They say marriage is 50-50, that is, each person is required to give an equal amount of themselves to the relationship in order to make it successful. I say raising a kid is 100-100. You give way more than 50% if you’re doing it right.
Loving your family occasionally means giving up things you never thought you’d go without and having a good attitude about it. If your mother sourly reminded you every day that she would’ve been a famous actress if you hadn’t been born, you wouldn’t get the sense that she loves you very much, right? We fathers must show the same love to our families with our attitudes of sacrifice.
You might not get to spend every evening in the garage working on your bronco, but that’s okay, you’d rather spend it with your kids while they’re still living under your roof. Loving your family means giving of yourself gladly, not grudgingly.
Everything I’ve shared with you so far, I had to learn the hard way. I married a very wise woman who came from a difficult upbringing. But as she suffered, she developed a singular mindset—my family will only ever do things the right way. Naturally, that applied to me. Once married, we were no longer two individuals. We were one family. We succeeded together and failed together.
I’ve had bad days as a father and seen the effect they’ve had on my children. I can’t imagine how my two wonderful girls would be now if I’d let those bad days turn into bad years. It wasn’t easy for me. Some people are selfless by nature. I’m not. I thought I was, but it turns out I just had a low threshold for what it took to make me happy.
When my kids were babies, I still got plenty of me time. I had to sacrifice some, but not too much. As they got older, and my wife asked more and more of me, that brought my ugly side out.

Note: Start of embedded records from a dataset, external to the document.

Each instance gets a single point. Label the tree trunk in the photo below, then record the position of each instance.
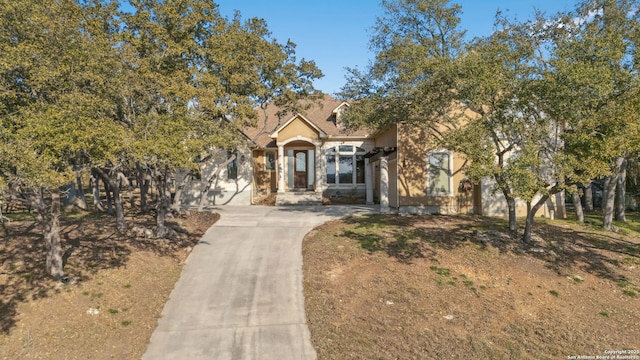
(95, 185)
(620, 202)
(588, 196)
(81, 199)
(112, 184)
(610, 194)
(163, 204)
(561, 206)
(577, 205)
(210, 180)
(177, 205)
(531, 213)
(143, 182)
(50, 222)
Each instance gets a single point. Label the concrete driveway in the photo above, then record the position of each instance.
(240, 293)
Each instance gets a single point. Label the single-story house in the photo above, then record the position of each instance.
(310, 158)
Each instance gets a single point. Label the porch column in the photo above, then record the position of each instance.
(368, 181)
(384, 185)
(280, 168)
(318, 169)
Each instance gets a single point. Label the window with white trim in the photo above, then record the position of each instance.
(345, 165)
(439, 174)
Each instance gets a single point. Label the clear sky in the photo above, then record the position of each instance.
(335, 33)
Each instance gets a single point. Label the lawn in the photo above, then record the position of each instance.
(423, 287)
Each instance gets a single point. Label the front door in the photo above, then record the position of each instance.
(300, 169)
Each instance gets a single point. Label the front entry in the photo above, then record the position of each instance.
(300, 172)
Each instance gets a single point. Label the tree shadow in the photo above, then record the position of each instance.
(91, 244)
(561, 249)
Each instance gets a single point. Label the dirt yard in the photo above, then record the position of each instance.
(440, 287)
(119, 284)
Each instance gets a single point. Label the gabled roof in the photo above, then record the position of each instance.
(320, 114)
(321, 133)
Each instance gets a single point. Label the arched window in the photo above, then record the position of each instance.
(345, 165)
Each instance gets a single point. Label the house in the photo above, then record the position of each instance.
(310, 158)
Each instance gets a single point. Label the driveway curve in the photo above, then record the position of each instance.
(240, 292)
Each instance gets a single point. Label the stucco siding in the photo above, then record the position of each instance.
(224, 191)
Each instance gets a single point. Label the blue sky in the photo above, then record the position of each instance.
(335, 33)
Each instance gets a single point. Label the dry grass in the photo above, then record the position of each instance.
(122, 284)
(388, 287)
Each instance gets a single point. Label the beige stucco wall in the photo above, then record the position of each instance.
(413, 146)
(388, 137)
(297, 127)
(264, 181)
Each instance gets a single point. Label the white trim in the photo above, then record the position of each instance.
(450, 155)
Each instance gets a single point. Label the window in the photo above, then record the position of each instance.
(270, 161)
(232, 167)
(345, 165)
(439, 175)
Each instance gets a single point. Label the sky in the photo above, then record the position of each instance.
(335, 33)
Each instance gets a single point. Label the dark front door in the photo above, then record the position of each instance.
(300, 169)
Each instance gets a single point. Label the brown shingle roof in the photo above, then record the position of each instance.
(319, 113)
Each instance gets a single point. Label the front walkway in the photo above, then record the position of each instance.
(240, 293)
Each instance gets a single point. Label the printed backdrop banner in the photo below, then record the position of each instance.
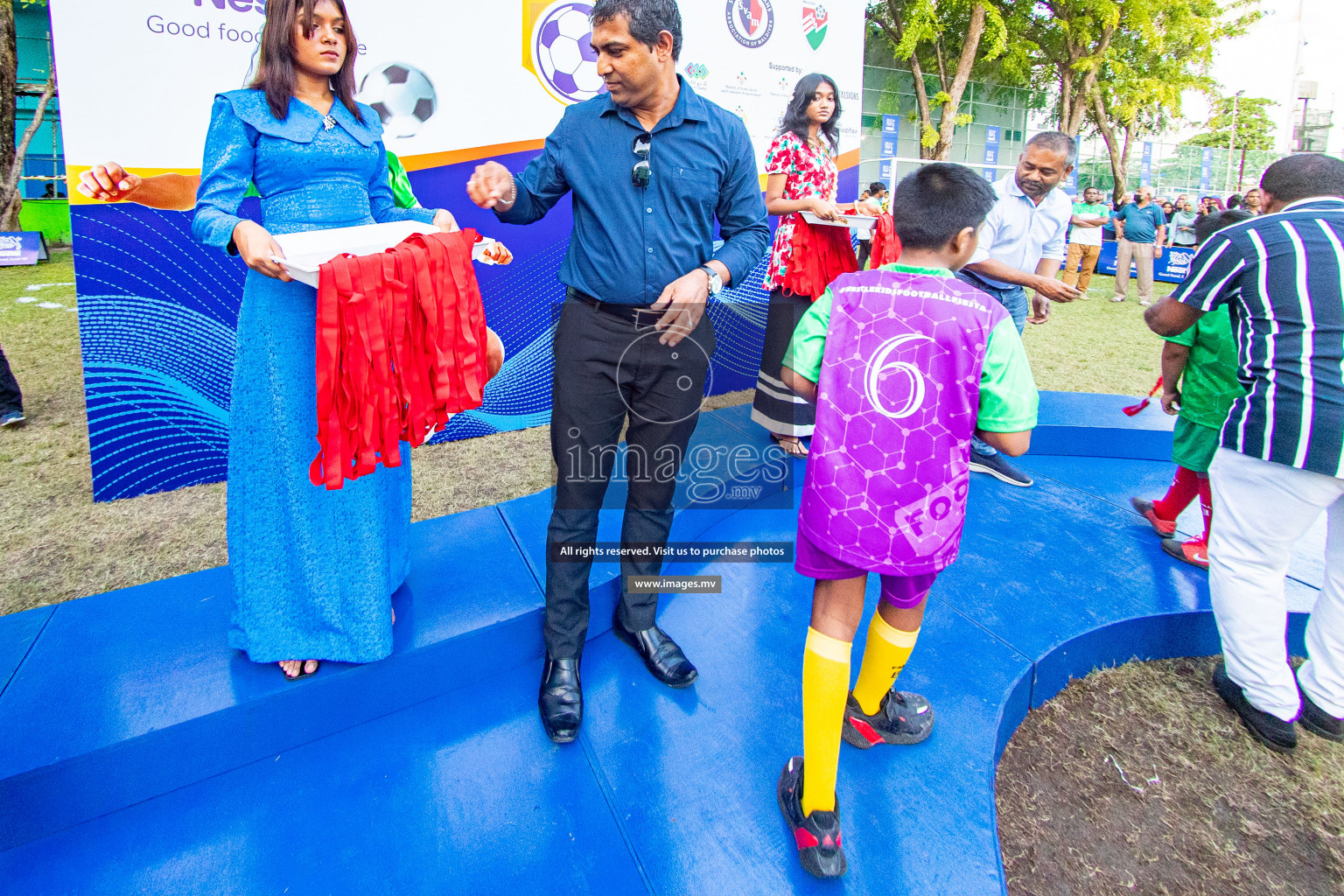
(1171, 268)
(456, 82)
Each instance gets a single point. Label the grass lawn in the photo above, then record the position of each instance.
(1223, 817)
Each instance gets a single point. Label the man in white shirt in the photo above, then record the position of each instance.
(1022, 245)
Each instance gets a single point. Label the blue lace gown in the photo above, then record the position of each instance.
(313, 570)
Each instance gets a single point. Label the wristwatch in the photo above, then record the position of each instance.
(715, 281)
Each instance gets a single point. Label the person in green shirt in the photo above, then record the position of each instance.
(1088, 218)
(1199, 386)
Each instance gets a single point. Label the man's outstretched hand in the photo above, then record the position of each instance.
(492, 187)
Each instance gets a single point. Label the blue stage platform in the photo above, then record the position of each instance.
(138, 754)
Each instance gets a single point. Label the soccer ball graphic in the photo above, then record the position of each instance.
(401, 95)
(562, 54)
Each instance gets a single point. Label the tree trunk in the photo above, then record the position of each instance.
(10, 196)
(970, 49)
(1118, 158)
(895, 35)
(8, 75)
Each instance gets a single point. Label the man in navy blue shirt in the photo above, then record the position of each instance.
(1281, 456)
(651, 165)
(1140, 228)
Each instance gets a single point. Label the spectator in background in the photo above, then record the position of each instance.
(1090, 215)
(1181, 226)
(1251, 200)
(1140, 228)
(872, 202)
(11, 399)
(1281, 457)
(1022, 245)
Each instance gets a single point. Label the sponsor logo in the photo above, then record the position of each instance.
(696, 72)
(815, 19)
(561, 54)
(750, 22)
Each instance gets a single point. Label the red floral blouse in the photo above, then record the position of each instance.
(812, 172)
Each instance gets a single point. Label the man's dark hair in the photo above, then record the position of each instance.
(938, 202)
(796, 115)
(1304, 175)
(648, 19)
(1208, 225)
(1055, 141)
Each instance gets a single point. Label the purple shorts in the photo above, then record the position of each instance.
(900, 592)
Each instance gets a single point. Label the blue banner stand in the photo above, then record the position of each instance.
(24, 248)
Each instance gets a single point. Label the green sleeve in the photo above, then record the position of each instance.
(1186, 339)
(809, 340)
(1008, 398)
(401, 185)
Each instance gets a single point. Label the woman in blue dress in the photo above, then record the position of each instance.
(313, 570)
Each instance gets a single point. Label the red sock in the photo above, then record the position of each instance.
(1183, 491)
(1206, 504)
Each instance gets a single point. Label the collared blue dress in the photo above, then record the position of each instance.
(313, 570)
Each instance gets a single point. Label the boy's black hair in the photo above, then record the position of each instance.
(937, 202)
(1303, 176)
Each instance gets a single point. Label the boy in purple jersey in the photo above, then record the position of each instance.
(905, 364)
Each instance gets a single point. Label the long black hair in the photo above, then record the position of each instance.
(275, 72)
(796, 116)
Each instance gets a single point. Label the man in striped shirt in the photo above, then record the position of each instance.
(1281, 459)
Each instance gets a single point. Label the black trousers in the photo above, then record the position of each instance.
(11, 399)
(609, 371)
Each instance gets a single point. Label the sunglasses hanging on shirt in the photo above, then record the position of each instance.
(642, 172)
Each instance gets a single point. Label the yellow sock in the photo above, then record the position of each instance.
(825, 684)
(887, 652)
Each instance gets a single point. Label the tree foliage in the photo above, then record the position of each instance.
(947, 42)
(1158, 50)
(1254, 127)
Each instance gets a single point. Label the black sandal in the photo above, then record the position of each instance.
(797, 449)
(301, 675)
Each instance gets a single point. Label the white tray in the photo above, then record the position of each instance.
(308, 251)
(862, 222)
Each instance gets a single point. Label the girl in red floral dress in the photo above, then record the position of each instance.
(802, 175)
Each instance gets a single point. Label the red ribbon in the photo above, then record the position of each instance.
(886, 245)
(816, 256)
(1136, 409)
(401, 346)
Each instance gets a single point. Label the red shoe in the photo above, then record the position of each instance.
(1194, 552)
(1161, 527)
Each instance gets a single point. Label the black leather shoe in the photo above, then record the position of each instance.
(1268, 728)
(1319, 722)
(660, 653)
(561, 699)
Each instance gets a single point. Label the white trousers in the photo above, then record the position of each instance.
(1260, 511)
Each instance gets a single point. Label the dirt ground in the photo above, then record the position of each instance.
(1138, 780)
(1206, 810)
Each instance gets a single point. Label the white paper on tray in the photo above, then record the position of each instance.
(862, 222)
(305, 253)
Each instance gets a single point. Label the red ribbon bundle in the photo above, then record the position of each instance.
(401, 344)
(886, 245)
(1136, 409)
(817, 256)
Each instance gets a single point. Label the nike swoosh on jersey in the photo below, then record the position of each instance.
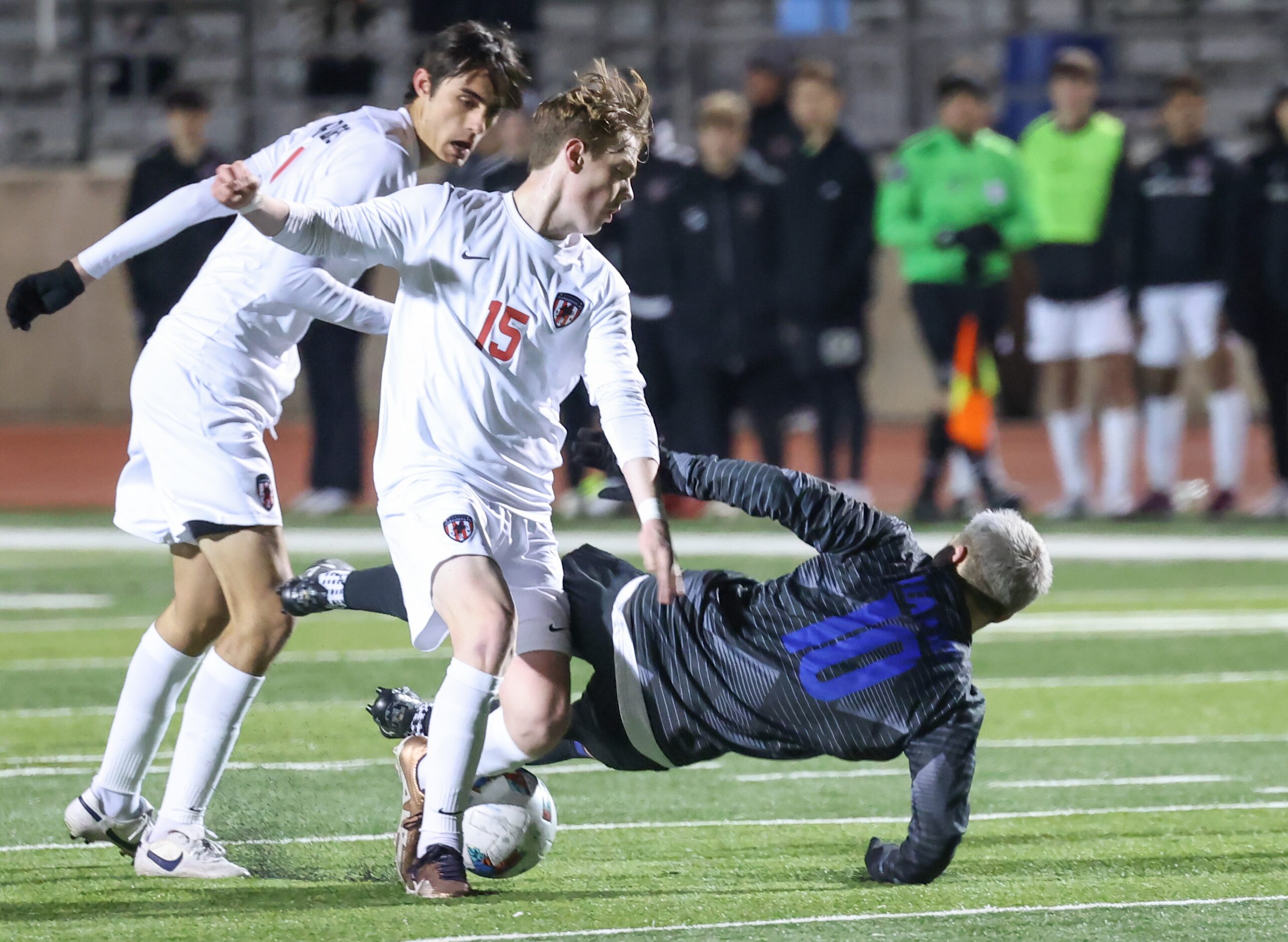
(164, 864)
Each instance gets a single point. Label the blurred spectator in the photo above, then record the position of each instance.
(1259, 303)
(1080, 185)
(722, 336)
(505, 168)
(645, 248)
(773, 136)
(1183, 246)
(825, 255)
(160, 276)
(953, 205)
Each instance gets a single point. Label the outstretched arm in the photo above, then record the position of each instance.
(943, 764)
(374, 232)
(813, 510)
(46, 293)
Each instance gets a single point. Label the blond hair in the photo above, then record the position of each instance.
(1006, 560)
(724, 110)
(606, 111)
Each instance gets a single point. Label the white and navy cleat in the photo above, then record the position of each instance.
(192, 852)
(87, 821)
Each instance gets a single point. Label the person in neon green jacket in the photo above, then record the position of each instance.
(1080, 184)
(953, 204)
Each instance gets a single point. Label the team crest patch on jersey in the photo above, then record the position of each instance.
(460, 528)
(568, 308)
(264, 489)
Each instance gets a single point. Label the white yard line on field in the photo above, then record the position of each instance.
(854, 918)
(339, 542)
(378, 655)
(834, 773)
(738, 823)
(983, 682)
(103, 710)
(1004, 683)
(1112, 782)
(1099, 741)
(1189, 621)
(30, 601)
(1072, 743)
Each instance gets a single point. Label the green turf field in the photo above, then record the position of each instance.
(1133, 782)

That was when I discovered that I wasn’t really as committed to family as I thought I was. Facing your shortcomings is painful, but it’s the only way to grow as a person. And everything I had to give up in the pursuit of being a good father, I eventually got back, and now enjoy without the guilt.
To be a good father, you’ll have to be strong when you feel weak. Confident when you feel confused. Content when you go without. Willing to be around. Ready to give more than you receive. Able to put up with the insignificant, inconvenient, and obtrusive all in the name of demonstrating what love is to your family by living it out every single day.
Therefore, I think a father is best defined as: love in action.